How often do you challenge your brain?
Did you know that as we grow older, it’s just as important to exercise our brains as it is to exercise our bodies. Google it. It’s true.
As we age, our cognitive abilities start to decline.
The key is to challenge yourself mentally to boost your memory and build more gray matter over time. When you present your mind with a challenging activity, you light up more pathways in your brain. You create new neural connections that help keep your mind youthful.- Thrive Global – 5 Ways to Challenge Your Mind and Stay Youthful.
Admittedly, I don’t challenge my mind as much as I should.
One thing I do to “exercise” my brain is to watch educational programming and try to remember everything I’ve learned. It helps to share what I’ve learned with others, like my husband. I’m always telling him about documentaries I’ve watched.

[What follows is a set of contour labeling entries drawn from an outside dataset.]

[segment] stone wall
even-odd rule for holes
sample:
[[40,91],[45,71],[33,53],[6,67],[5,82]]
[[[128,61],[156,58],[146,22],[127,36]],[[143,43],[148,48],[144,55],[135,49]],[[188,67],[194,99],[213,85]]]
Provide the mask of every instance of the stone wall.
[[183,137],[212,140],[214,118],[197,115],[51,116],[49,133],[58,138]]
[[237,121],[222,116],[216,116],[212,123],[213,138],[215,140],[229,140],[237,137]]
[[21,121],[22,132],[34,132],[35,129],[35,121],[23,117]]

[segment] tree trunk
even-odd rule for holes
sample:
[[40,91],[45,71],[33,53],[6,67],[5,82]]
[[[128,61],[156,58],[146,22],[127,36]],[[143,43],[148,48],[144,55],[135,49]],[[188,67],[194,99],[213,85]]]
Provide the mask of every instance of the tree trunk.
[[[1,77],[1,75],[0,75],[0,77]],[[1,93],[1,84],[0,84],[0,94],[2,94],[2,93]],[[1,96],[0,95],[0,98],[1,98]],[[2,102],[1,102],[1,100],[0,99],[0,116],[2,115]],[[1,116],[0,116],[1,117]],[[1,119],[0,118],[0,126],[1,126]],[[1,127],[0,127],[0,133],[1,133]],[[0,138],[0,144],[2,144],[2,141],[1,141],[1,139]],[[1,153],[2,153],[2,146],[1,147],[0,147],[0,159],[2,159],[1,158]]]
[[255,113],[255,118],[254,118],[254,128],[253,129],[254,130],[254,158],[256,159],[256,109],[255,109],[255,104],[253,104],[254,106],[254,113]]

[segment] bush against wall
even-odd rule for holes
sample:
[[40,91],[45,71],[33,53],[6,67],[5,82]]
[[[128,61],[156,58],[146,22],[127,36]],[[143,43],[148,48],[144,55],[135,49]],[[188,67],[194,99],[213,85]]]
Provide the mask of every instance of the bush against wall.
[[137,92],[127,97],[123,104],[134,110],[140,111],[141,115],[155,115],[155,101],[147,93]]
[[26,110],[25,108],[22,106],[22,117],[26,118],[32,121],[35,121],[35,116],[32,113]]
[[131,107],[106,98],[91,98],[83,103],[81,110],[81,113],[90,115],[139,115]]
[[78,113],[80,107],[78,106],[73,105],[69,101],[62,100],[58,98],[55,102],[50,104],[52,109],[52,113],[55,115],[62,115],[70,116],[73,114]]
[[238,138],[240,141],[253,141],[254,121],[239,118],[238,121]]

I must be doing something right because I tend to do very well with Jeopardy questions.
Other activities you can do to challenge your brain are puzzles, crossword puzzles, word searches, Rubik’s Cube, playing games with others, card games (such as Solitaire), and taking a class or two.
I recently received to review two interesting books from USA Today. Both books really challenge your brain in a fun way.
I received the following books.
The USA TODAY Jumbo Puzzle Book Superchallenge 3 is an eclectic mix of brain games, including puzzles such as crossword, logic, Sudoku, and more. This hefty edition features twice the number of puzzles as most books and for just a few dollars extra. This book features 200 all-new, original logic puzzles that will flex the brain, challenge assumptions, and entertain for hours. This collection is all about variety—including mind-stretching puzzles, such as Battleships and Domino Search, and beloved story puzzles that are certain to exercise your brain and boost your IQ.
WOW. First and foremost, this book is big (thick). In total there are over 400+ pages, because thankfully, the book provides all the answers in the back of the book. I’m grateful for the answers because a few of the pages I’ve tried so far, I was not sure if I was doing them correctly or not. It’s the “story-like” puzzles that I had trouble with initially, but I think I “got it” now (hopefully!).
The word search puzzles are different. Instead of just looking for a singe word, you’ll be ask to find multiple things. For example, “Three colors that start with B.” Another example is “Three Large Mexican Cities.” Inside the puzzle you’ll find all the things you need to find. Surprisingly, the puzzles themselves are not that big (meaning there are not a lot of letters), so finding the answers shouldn’t be that hard. There is also a box you can check off as you find what you are looking for, so you know when you’ve found them all.
I like the crossword puzzles, but some of them are rather hard. At least I found them difficult. Others might find them easier.
I also received to review USA Today’s USA TODAY Logic Super Challenge 3 book.
USA TODAY Logic Super Challenge 3 features all-new original logic puzzles that will flex the brain, challenge assumptions, and entertain for hours. This collection is all about variety—including mind-stretching puzzles such as Battleships and Domino Search, and beloved story puzzles that are certain to exercise your brain and boost your IQ. Grab a pencil and begin strengthening your puzzle-solving skills with USA TODAY Logic Super Challenge 3.
This book is also thick (350+ pages), but many of the pages are the answers found in the back of the book.
This book is entirely the logic “story” puzzles. WOW! Are they challenging. I’ve only done a few and so far I have not been entirely successful. Thank goodness for the answer pages, which point out where I went wrong.
My brain is really getting a great workout with this book. Both books actually.
Books are great to have because you can take them with you where ever you go (work, traveling, hanging out at home in your backyard, camping…). All you need is one of these books (or both) and something to write with (I would recommend a pencil for the story puzzles).
Both books are available from Andrew McMeel Publishing. They are linked in their titles (bolded). They can be purchased at places such as Amazon, Barnes & Noble, Bookshop, Bam!, and Indibound.
Do you do things to “exercise” your brain? What things do you do? Feel free to comment and share your thoughts. I always love to hear from readers.
*I received both books free to review. There was no compensation. The opinions expressed are my own and not influenced in any way.